Abstract
Aim. Rosin, the traditional Chinese medicine, is reported to be able to inhibit skin cancer cell lines. In this report, we investigate the inhibitory effect against HCC cells of QC2, the derivative of rosin's main components dehydroabietic acid. Methods. MTT assay was used to determine the cytotoxicity of QC2. Morphological changes were observed by time-lapse microscopy and transmission electron microscopy and the cytoskeleton changes were observed by laser-scanning confocal microscopy.
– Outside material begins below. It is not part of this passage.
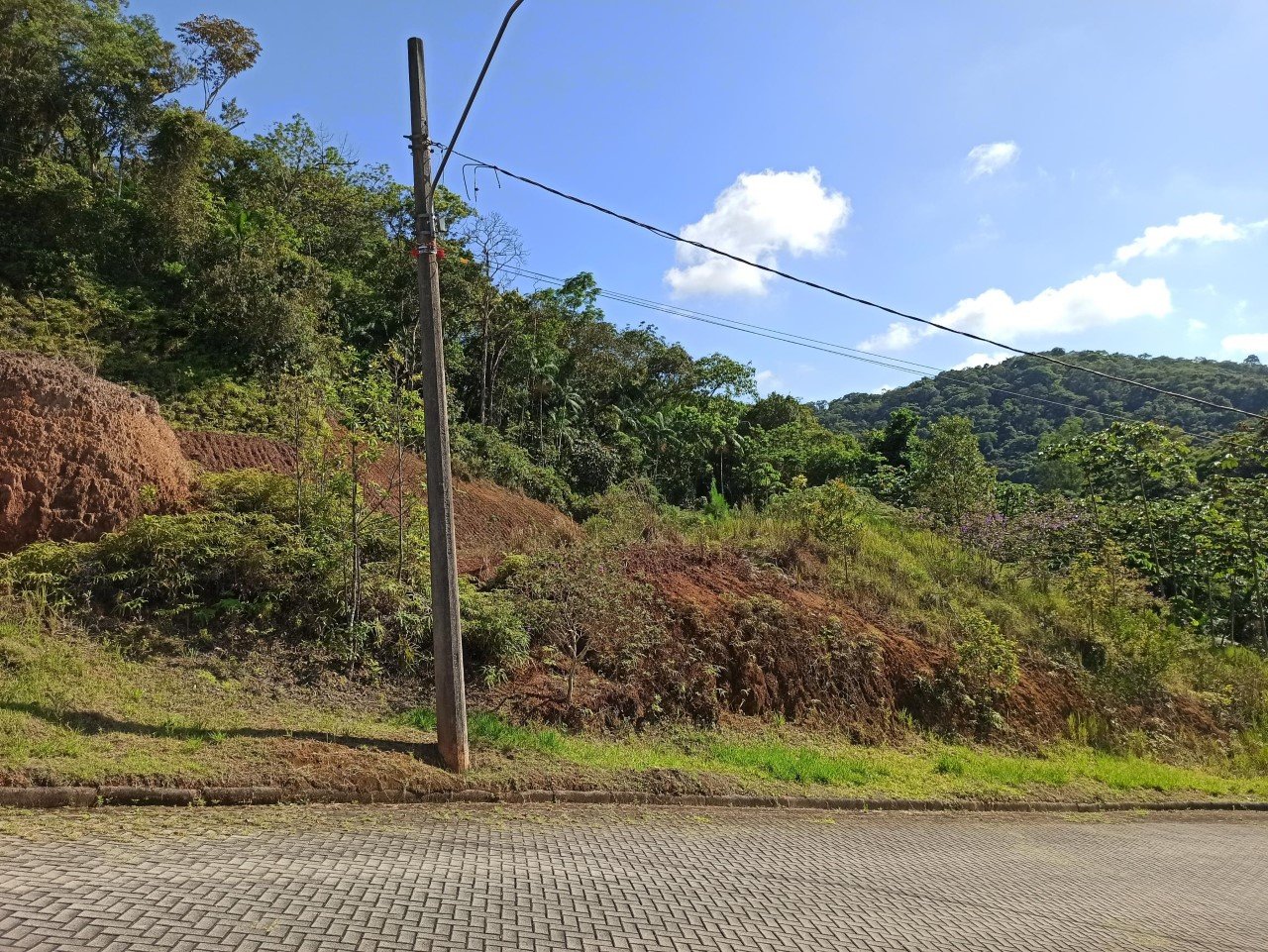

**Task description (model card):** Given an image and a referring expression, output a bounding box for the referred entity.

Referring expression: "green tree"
[911,417,996,527]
Cytomembrane integrity and organelles damage were confirmed by detection of the reactive oxygen (ROS), lactate dehydrogenase (LDH), and mitochondrial membrane potential (Δψm). The underlying mechanism was manifested by Western blotting. The oncotic cell death was further confirmed by detection of oncosis related protein calpain. Results. Swelling cell type and destroyed cytoskeleton were observed in QC2-treated HCC cells. Organelle damage was visualized by transmission electron microscopy. The detection of ROS accumulation, increased LDH release, and decreased ATP and Δψm confirmed the cell death. The oncotic related protein calpain was found to increase time-dependently in QC2-treated HCC cells, while its inhibitor PD150606 attenuated the cytotoxicity. Conclusions. Dehydroabietic acid derivative QC2 activated oncosis related protein calpain to induce the damage of cytomembrane and organelles which finally lead to oncosis in HCC cells.
1. Introduction
HCC, the fifth common cancer, causes the third most cancer-related death worldwide [1]. Although therapy strategies have been developed, the outcome of this fatal disease is unsatisfactory, with the five-year overall survival rate being less than 11% [2]. Various reasons might contribute to this dilemma situation among which the bad behavior of HCC might be the most important one. The general therapies for HCC are comprised of surgery and palliative treatments. Hepatectomy and liver transplantation remain the curative treatments for this fatal disease while only 30–40% patients are eligible [3]. For those end-stage patients, noncurative strategies including transcatheter arterial chemoembolization (TACE) and radiofrequency ablation (RFA) are available but only few-month survival time is prolonged [3]. Unlike other cancers, specific molecular targets in HCC are deficient which results in lacking of preferable molecular targeted drugs except for sorafenib [4, 5]. On the other hand, the overexpression of multidrug-resistance gene leads to the insensitivity of systemic chemotherapy [6]. As a result, it is urgent and significant to develop novel therapies for HCC.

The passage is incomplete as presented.